… was man über die Psychopharmakologie wissen sollte


Prof. Dr. Jürgen Fritze, Pulheim

Die derzeit gültige Musterweiterbildungsordnung 2015 der Bundesärztekammer fordert für das Gebiet Psychiatrie und Psychotherapie unter anderem den „Erwerb von Kenntnissen, Erfahrungen und Fertigkeiten ... in der gebietsbezogenen Arzneimitteltherapie einschließlich Drug-Monitoring, der Erkennung und Verhütung unerwünschter Therapieeffekte sowie der Probleme der Mehrfachverordnungen und der Risiken des Arzneimittelmissbrauchs“ und für die „fachgebundene Psychotherapie“ (integraler Bestandteil der Weiterbildung zum Facharzt für Kinder- und Jugendpsychiatrie und -psychotherapie, Psychiatrie und Psychotherapie und psychosomatische Medizin und Psychotherapie) eine „theoretische Weiterbildung von 120 Stunden“ unter anderem in Psychopharmakologie. Eine weitergehende Differenzierung zu „Kenntnissen, Erfahrungen und Fertigkeiten“ in der Psychopharmakologie zwischen „gebietsbezogener Arzneimitteltherapie“ und „fachgebundener Psychotherapie“ ist nicht erkennbar. Beide Berufsgruppen verordnen Psychopharmaka. Etwa 35% der Psychopharmaka aber werden von Allgemeinärzten verordnet, was die Musterweiterbildungsordnung nachhaltig ignoriert. Die Herausgeber Profs. G. Laux und W. Müller starten in dieser Ausgabe der PPT die Herkules-Aufgabe – immerhin werden Weiterbildungsstandards definiert, an denen sich jeder Leser prüfen kann – darzulegen, was man mindestens über die Psychopharmakologie wissen sollte.

G. Hajak et al. lenken die Aufmerksamkeit auf die frühe Besserung der Anhedonie bei Depression als Prädiktor für die antidepressive Response. Dies ist ein Beitrag zur Debatte, wie lange mit einem Antidepressivum behandelt werden sollte, bis ein Therapiewechsel stattfinden sollte.

S. Ulrich et al. legen die erste Metaanalyse zu Tranylcypromin bei Depressionen vor. Tranylcypromin ist zwar betagt und hat nur einen Anteil von 0,2% (im Jahr 2015) an den verordneten Tagesdosen von Antidepressiva (0,5% der Umsätze), seine Wirksamkeit ist aber angesichts seines Alters erstaunlich gut belegt, sogar bei therapierefraktärer Depression.

Das Cotard-Syndrom zu erleben, ist zutiefst erschütternd.
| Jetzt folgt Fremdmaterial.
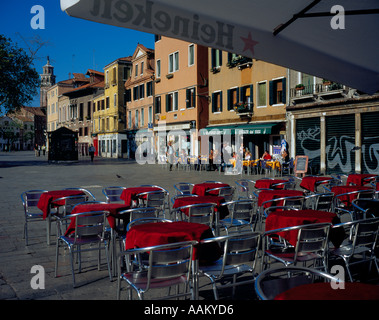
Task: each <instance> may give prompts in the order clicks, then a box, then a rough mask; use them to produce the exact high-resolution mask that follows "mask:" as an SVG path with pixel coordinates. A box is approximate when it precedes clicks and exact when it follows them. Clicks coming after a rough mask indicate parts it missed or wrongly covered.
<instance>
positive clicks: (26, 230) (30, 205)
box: [21, 190, 47, 245]
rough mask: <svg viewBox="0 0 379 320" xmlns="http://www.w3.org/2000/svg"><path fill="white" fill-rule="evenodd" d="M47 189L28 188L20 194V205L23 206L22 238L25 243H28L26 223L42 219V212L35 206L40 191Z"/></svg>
mask: <svg viewBox="0 0 379 320" xmlns="http://www.w3.org/2000/svg"><path fill="white" fill-rule="evenodd" d="M45 192H47V190H29V191H25V192H23V193H22V194H21V201H22V206H23V207H24V218H25V220H24V238H25V245H28V244H29V242H28V240H29V234H28V223H29V222H35V221H43V212H42V211H41V210H40V209H39V208H38V207H37V204H38V201H39V198H40V197H41V194H42V193H45Z"/></svg>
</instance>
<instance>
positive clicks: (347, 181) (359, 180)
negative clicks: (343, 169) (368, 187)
mask: <svg viewBox="0 0 379 320" xmlns="http://www.w3.org/2000/svg"><path fill="white" fill-rule="evenodd" d="M376 176H377V175H376V174H368V173H367V174H358V173H353V174H349V175H348V177H347V180H346V185H347V186H349V185H353V186H364V185H365V184H367V183H370V181H371V180H374V179H375V177H376Z"/></svg>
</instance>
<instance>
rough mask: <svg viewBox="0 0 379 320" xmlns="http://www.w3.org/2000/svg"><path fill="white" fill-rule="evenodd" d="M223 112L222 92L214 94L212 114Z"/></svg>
mask: <svg viewBox="0 0 379 320" xmlns="http://www.w3.org/2000/svg"><path fill="white" fill-rule="evenodd" d="M221 111H222V91H218V92H214V93H212V112H221Z"/></svg>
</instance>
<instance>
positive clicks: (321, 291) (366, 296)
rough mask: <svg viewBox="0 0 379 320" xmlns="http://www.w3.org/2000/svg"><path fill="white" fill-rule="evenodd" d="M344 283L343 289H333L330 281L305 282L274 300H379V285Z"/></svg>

R. Kozian und U. Polzer beobachteten dieses Syndrom im Rahmen einer langjährigen Schizophrenie mit komorbider Demenz, was seine strenge Bindung an affektive Störungen bezweifeln lässt.
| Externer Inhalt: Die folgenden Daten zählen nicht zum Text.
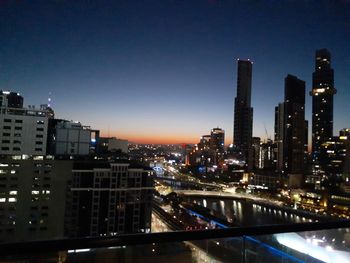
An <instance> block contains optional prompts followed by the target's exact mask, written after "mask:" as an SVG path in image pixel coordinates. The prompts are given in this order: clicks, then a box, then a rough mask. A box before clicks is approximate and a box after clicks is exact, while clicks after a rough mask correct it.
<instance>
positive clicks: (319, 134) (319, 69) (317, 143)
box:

F. Krummenauer et al. rufen an einem Beispiel aus dem AMSP-Projekt die schwerwiegenden Risiken einer Therapie mit Benzodiazepinen bei somatischer Komorbidität – hier fortgeschrittener chronisch-obstruktiver Lungenerkrankung (COPD) – in Erinnerung. Eine wichtige Information, wenn man bedenkt, dass gemäß der BOLD-Studie (Burden of obstructive lung disease) etwa 1% der über 40-Jährigen unter fortgeschrittener COPD leiden.

H. Petri setzt seine bewährte Serie mit einem Beitrag zu den CYP450-Wechselwirkungen fort. Die Endothelin-Rezeptorantagonisten exemplifizieren erneut die Komplexität der Interaktionen. Diese bei jeder Verordnung im Kopf zu haben, dürfte schwerfallen. Ob dieser Komplexität das Ampelsystem in den Arzneimitteldatenbanken der Praxis-Verwaltungssysteme (wenn denn genutzt) gerecht wird, wäre wert zu prüfen.
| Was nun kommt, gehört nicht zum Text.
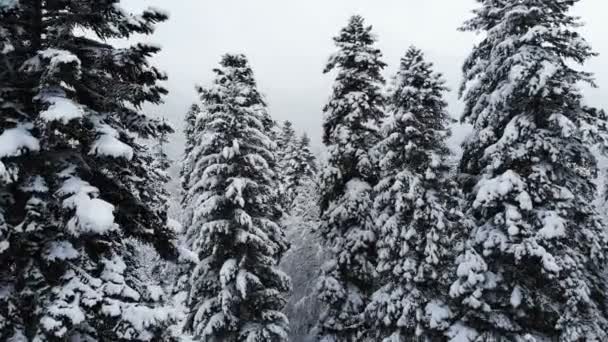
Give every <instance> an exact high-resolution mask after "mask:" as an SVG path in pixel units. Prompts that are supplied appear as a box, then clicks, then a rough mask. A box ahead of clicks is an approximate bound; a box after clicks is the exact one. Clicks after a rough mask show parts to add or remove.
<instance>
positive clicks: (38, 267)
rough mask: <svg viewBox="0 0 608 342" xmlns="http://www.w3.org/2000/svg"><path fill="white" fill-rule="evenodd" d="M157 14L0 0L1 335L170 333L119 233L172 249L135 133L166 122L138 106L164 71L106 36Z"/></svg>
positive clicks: (138, 338)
Die Aufmerksamkeit sei auch auf die Berichte in der Rubrik „Referiert & kommentiert“ gelenkt: Bei multipler Sklerose muss Fatigue in die Therapiesteuerung einbezogen werden. Der Nutzen von Cholesterin-Synthesehemmern – hier Simvastatin – bei MS scheint wenig relevant zu sein. Angesichts der Epidemie von Missbrauch und Abhängigkeit von Opioiden in den USA, die den dortigen Präsidenten zur Deklaration eines ansonsten gehaltfreien Notstands bewegt hat, sollte jedenfalls bei polyneuropathischem Schmerz die Indikation streng gestellt werden. Exenatid – als Analogon des Glucagon-like-Peptid 1 (GLP-1) in der Behandlung des Typ-2-Diabetes eingesetzt – könnte neue Möglichkeiten zur Verlangsamung der Progression der Parkinson-Krankheit eröffnen.